A expansão do mercado, para além da zona de Lisboa, justificava o aumento da oferta e os Yuan distribuíam, até pelo correio, gravatas para todo o país, incluindo a Madeira e os Açores e, a partir de determinada altura, mesmo para Marrocos, num prodígio de faro comercial sem dúvida digno de registo. Eis portanto que, poucos anos depois de chegar a Lisboa, Olga Lam já estava integrada na actividade comercial da cidade e, mais do que isso, se comportava bem ao gosto de qualquer autêntica alfacinha, frequentando os espectáculos de revista do Parque Mayer, deixando-se conquistar pela música de Amália Rodrigues e indo à igreja agradecer ao poder divino a saúde e a boa sorte que afinal teve e até, como manifestação inequívoca da sua notável adaptação à vida social e à cultura popular portuguesas, passando a visitar o Santuário de Fátima com uma frequência que testemunha o enraizamento da sua fé católica.

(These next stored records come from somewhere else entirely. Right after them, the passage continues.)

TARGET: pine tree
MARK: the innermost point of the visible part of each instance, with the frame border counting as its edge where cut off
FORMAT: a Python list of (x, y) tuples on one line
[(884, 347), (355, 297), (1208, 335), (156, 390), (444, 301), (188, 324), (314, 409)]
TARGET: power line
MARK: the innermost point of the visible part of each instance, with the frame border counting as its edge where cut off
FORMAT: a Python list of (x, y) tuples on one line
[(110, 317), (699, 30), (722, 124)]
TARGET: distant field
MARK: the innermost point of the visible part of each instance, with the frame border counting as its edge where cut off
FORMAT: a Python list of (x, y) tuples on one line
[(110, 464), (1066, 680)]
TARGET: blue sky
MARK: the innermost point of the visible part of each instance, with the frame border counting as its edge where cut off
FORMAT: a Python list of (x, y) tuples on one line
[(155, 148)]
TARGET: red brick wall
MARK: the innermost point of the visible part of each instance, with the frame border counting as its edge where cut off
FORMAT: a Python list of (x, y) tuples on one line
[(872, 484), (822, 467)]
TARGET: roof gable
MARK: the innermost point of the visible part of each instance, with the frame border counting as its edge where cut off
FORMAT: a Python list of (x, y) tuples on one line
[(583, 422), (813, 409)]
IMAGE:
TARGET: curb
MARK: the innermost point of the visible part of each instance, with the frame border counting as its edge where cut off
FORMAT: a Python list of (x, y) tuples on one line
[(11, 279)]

Outras pontas de um novelo transcultural
Nos anos 50, em resultado do estabelecimento da República Popular da China, a ascensão de Mao Tsé Tung ao poder e a fuga de Chiang Kai Chek para Taiwan, verificou-se um novo fluxo de emigração chinesa. As divisões políticas no seio da sociedade chinesa tiveram imediata repercussão nas comunidades chinesas espalhadas pelo Mundo, quer sob a forma de apoio à revolução comunista, quer sob a de apoio à causa nacionalista, e muito em movimentos de solidariedade para com os compatriotas em busca de protecção. E foi nesse contexto dramático que, a exemplo do que se verificou noutros países, também a pequena comunidade chinesa residente em Portugal acolheu alguns compatriotas e apoiou a vinda de familiares, para o que teve, mais uma vez, a colaboração discreta mas efectiva do consulado de Taiwan em Lisboa.
Acontece que Juang, tinha deixado um filho na China, Leong Iam, entretanto casado e com duas filhas, e ainda hoje residente na cidade de Wengzhou. Ocorreu, por isso, aos Yuan a hipótese da vinda para Portugal de Leong Iam, a esposa e as filhas. Mas Leong Iam é cego e o pai teve dúvidas quanto à razoabilidade de o chamar para Portugal, não obstante o que em Lisboa se poderia imaginar serem as dificuldades materiais porque passavam aqueles que viviam na China. Porém, quem não se deixou manietar pelas dúvidas foi Dona Olga que tratou de convencer o marido a financiar a vinda da família Leong, argumentando com os benefícios que daí resultariam para todos - ponto de vista perfeitamente apoiado na forte tradição chinesa do desenvolvimento das pequenas empresas com base em laços de parentesco. E foi assim que em 1958, Leong Iam e Chi Mei, sua esposa, e as filhas Li Chien Yuan, com quatro anos e Hua Chien Yuan, recém-nascida, vieram viver para Portugal. Eis, no entanto, que desta vez o optimismo de Dona Olga não teve confirmação na vida real: a presença do casal em Portugal foi marcada por dificuldades de adaptação tão sérias que, quatro anos depois, o casal regressou à China. Estava-se em 1962, em pleno processo da tempestuosa Revolução Cultural!
Trata-se, certamente, de um muito raro caso de opção pelo regresso à China, em contexto idêntico, visto que dificilmente se poderia imaginar aliciante, para chineses de modesta condição, mas voluntariamente emigrados no Ocidente, um mergulho no turbilhão político chinês desses tempos da denominada Revolução Cultural. Foi, porém, a decisão do casal: regressar à mãe pátria, mas sem os filhos — não só as meninas nascidas na China e trazidas pelos pais ficaram em Portugal com os avós, mas também o menino nascido dois anos antes no Porto, onde Leong Iam e a mulher estiveram durante um curto período, a viver junto de amigos chineses também negociantes de gravatas, após desentendimentos ocorridos em Lisboa com o patriarca do clã. De facto, Leong Iam e Chi Mei regressaram à República Popular da China e nunca mais voltaram a Portugal. Ainda hoje vivem em Wengzhou.